In the last six years, as the Partnership Schools have made significant strides in closing the achievement gap for our students, there’s one thing you wouldn’t have seen much of in our classrooms: students on computers. It’s not that we have anything against them. It’s just that the research-based, content-rich curriculum that drives our gains doesn’t necessitate them in most subjects except science.

Within a week of sending students home early due to COVID on March 13, we transitioned our curriculum, teachers, and families to distance learning that necessitates more screen time than our students have ever known. Even as our educators have faithfully implemented the principles we set for ourselves–including our conviction that not all distance learning should happen online–the change in computer time is undeniable, significant, and fast.

Catholic schools don’t have the advantages of better-resourced school districts and tech-heavy networks.

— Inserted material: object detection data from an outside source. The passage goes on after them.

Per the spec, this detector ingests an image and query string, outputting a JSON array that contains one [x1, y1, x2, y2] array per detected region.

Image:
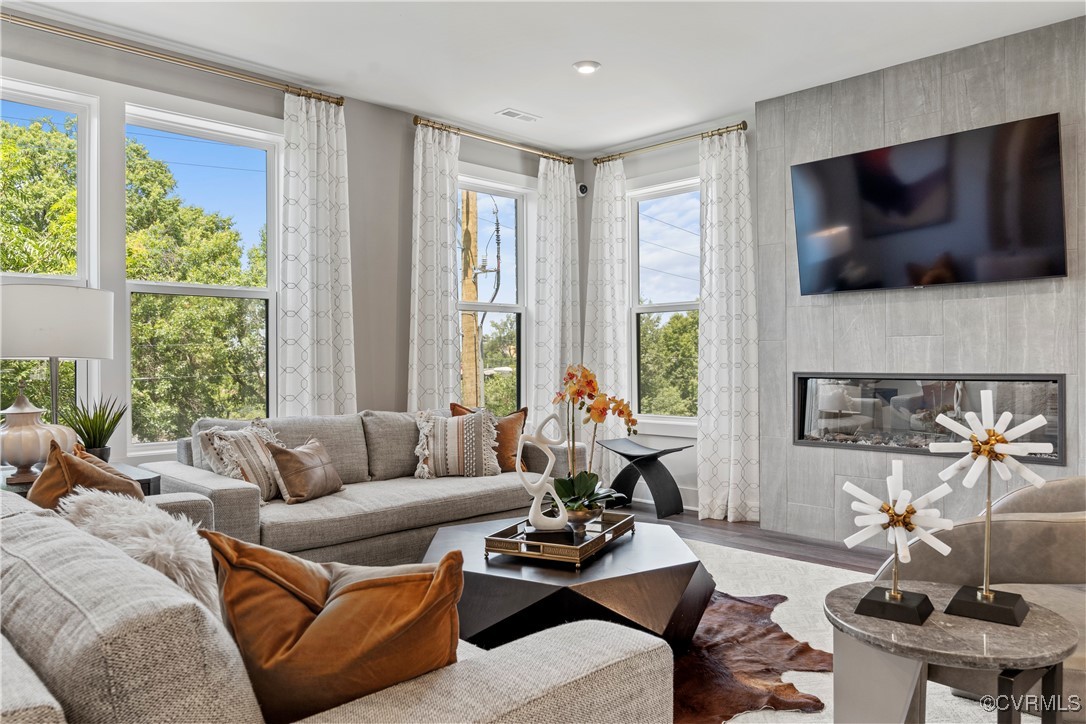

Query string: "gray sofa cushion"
[[0, 638, 64, 724], [261, 472, 530, 551], [192, 414, 369, 483], [360, 410, 418, 480], [0, 515, 263, 722]]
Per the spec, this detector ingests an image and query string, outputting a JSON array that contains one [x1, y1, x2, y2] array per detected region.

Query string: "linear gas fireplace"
[[793, 372, 1066, 465]]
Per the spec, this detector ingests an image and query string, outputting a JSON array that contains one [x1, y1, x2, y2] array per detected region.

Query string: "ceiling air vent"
[[494, 109, 541, 123]]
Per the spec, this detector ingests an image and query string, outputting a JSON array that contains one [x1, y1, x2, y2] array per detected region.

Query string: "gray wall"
[[756, 17, 1086, 549]]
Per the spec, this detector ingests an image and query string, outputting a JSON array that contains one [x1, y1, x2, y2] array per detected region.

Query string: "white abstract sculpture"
[[843, 460, 954, 616], [927, 390, 1052, 612], [517, 414, 569, 531]]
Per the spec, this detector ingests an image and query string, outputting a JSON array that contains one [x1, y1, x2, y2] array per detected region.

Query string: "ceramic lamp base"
[[856, 586, 935, 626], [946, 586, 1030, 626]]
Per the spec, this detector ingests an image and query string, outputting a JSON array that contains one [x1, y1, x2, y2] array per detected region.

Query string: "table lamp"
[[0, 283, 113, 483]]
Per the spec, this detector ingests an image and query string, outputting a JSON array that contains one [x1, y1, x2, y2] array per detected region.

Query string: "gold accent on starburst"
[[879, 503, 917, 533], [969, 430, 1007, 462]]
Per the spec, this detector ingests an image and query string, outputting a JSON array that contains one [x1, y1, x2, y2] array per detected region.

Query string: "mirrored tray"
[[483, 510, 633, 570]]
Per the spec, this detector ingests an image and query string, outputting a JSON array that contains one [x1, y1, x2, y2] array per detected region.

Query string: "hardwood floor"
[[622, 503, 886, 574]]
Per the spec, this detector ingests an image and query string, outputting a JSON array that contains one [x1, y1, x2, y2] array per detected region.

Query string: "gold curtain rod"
[[592, 120, 747, 166], [415, 116, 573, 164], [0, 13, 343, 105]]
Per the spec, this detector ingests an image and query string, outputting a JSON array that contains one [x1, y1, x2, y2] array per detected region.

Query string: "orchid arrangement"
[[554, 365, 637, 510]]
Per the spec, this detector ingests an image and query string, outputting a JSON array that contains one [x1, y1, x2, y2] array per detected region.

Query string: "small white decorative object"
[[0, 381, 78, 483], [843, 460, 954, 625], [927, 390, 1052, 626], [516, 414, 569, 531]]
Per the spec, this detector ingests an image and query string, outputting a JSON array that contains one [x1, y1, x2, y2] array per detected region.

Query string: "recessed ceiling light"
[[573, 61, 599, 75]]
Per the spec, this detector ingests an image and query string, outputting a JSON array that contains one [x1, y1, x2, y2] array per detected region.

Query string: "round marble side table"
[[824, 581, 1078, 724]]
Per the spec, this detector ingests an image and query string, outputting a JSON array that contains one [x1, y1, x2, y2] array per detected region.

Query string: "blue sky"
[[637, 191, 702, 304], [0, 101, 267, 260], [125, 125, 267, 249]]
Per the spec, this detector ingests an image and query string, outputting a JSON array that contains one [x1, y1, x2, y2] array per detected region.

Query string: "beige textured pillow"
[[267, 437, 343, 504], [198, 420, 281, 501], [415, 410, 502, 478]]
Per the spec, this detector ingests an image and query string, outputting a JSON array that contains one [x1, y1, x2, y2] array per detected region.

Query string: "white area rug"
[[686, 541, 994, 724]]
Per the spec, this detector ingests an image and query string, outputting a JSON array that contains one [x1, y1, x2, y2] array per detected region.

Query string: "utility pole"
[[460, 191, 482, 407]]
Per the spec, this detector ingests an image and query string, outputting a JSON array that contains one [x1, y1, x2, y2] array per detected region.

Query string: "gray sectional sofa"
[[0, 492, 672, 724], [142, 410, 584, 566]]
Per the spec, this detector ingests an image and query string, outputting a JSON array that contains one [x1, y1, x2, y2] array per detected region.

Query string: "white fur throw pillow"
[[58, 487, 222, 617]]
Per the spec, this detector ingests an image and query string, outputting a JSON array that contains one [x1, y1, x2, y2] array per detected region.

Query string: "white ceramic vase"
[[0, 391, 78, 483], [517, 414, 569, 531]]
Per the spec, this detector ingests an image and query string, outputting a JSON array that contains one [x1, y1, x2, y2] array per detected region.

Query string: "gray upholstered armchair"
[[875, 477, 1086, 722]]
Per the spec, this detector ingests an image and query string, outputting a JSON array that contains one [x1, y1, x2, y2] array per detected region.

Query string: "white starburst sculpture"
[[927, 390, 1052, 487], [843, 460, 954, 601], [927, 390, 1052, 607]]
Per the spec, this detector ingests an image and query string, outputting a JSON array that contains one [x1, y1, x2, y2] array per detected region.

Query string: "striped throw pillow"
[[415, 410, 502, 478], [209, 420, 282, 503]]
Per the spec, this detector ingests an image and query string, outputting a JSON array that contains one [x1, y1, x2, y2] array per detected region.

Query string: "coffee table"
[[825, 581, 1078, 724], [422, 518, 716, 650]]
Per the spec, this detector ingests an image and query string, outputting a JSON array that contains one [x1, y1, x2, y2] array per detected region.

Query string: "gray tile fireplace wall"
[[755, 17, 1086, 545]]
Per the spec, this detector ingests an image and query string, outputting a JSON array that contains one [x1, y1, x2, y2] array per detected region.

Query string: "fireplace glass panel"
[[795, 373, 1064, 465]]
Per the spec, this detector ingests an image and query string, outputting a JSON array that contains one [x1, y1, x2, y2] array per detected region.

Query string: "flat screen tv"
[[792, 114, 1068, 294]]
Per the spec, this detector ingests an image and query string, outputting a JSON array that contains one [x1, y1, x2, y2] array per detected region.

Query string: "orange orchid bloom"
[[584, 395, 610, 424]]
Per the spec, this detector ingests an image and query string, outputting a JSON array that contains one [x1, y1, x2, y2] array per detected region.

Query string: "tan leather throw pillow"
[[266, 437, 343, 504], [26, 440, 143, 510], [200, 530, 464, 722], [449, 403, 528, 472]]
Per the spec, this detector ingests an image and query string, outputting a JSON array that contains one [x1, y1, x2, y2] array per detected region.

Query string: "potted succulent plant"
[[61, 397, 128, 462], [554, 365, 637, 534]]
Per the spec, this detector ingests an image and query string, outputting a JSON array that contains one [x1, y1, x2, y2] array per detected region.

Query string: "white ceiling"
[[8, 1, 1084, 156]]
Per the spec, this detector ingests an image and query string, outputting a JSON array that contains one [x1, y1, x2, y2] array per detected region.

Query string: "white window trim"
[[627, 178, 699, 437], [457, 163, 538, 407], [0, 76, 101, 408], [123, 103, 285, 457]]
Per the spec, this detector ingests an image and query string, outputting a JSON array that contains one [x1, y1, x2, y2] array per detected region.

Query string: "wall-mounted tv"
[[792, 114, 1068, 294]]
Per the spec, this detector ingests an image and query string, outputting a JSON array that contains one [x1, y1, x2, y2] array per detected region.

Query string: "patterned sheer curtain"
[[697, 132, 758, 521], [584, 160, 630, 483], [278, 93, 357, 416], [407, 126, 460, 410], [528, 158, 581, 424]]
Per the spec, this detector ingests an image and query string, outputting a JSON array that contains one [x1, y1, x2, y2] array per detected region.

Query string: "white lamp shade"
[[818, 384, 853, 412], [0, 283, 113, 359]]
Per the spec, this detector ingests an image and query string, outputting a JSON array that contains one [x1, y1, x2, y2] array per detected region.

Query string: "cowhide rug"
[[674, 590, 833, 724]]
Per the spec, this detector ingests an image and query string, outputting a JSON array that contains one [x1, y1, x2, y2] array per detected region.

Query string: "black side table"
[[596, 437, 693, 518]]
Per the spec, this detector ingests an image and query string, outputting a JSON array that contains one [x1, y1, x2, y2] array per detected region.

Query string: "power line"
[[125, 126, 251, 151], [641, 265, 702, 283], [637, 239, 702, 259], [637, 208, 702, 239]]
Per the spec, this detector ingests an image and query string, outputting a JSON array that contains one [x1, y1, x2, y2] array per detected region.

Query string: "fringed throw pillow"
[[415, 410, 502, 478], [200, 420, 282, 501]]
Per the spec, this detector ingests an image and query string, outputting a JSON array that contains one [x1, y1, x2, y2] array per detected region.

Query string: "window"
[[456, 180, 525, 416], [125, 107, 277, 443], [0, 99, 79, 277], [631, 182, 702, 417], [0, 78, 97, 418]]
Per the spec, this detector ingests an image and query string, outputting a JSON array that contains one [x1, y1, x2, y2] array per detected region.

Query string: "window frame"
[[0, 76, 101, 408], [456, 163, 535, 409], [122, 103, 286, 456], [627, 173, 700, 425]]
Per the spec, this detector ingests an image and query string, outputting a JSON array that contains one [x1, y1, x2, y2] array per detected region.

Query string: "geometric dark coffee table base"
[[424, 519, 716, 651]]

But it turns out we’ve developed an unlikely advantage in the last few years that is proving game-changing in this crisis: a healthy fear of closure that propels us to make rapid changes because kids–and our schools–need them.

As urban Catholic schools, we have spent decades under the existential threat of closure. Almost 1,200 Catholic schools have closed in the last ten years alone. We have known for decades that we must adapt or die; that tradition is valuable, but nostalgia for the good ol’ days can kill the thing you love; and that waiting for perfect robs you of the chance to do good now.

Indeed, any school that relies on parents’ choices for its continued existence–be it a religious, private or charter school–understands that unresponsiveness is not an option right now. We must simply adapt or die. 

This structural reality that makes nimbleness a necessity for survival is baked into schools of choice, and it may prove particularly useful these days.

Partnership Schools have spent the last six years adapting–everything from the management structure of our formerly parish-based schools to our curriculum to the ways we support and improve instruction. And we know other schools of choice have done the same.

Not everything we’ve tried in the last six years has worked. We’ve iterated fast, because, frankly, we can’t afford not to.

The same is true as we head into our fourth week of distance learning. We are adapting weekly, adjusting everything from the amount and nature of the work we assign to the settings we use on video conference class gatherings (lesson learned: the younger the kids are, the more helpful it is to have the session leader control who’s muted). 

But we haven’t let the perfect be the enemy of the good. For example, our counselors and paraprofessionals continue to adapt instruction for the same students who received supports previously–but while the setting is working well for some students, it needs tweaks to maximize learning for others. We also began teaching knowing that we would figure out new approaches to assessment along the way.

But we are doing it–teaching new, rigorous content to students who can ill afford a re-widening achievement gap. And our students have adapted rapidly. If only all schools were wired for the same kind of resilience our students are showing us.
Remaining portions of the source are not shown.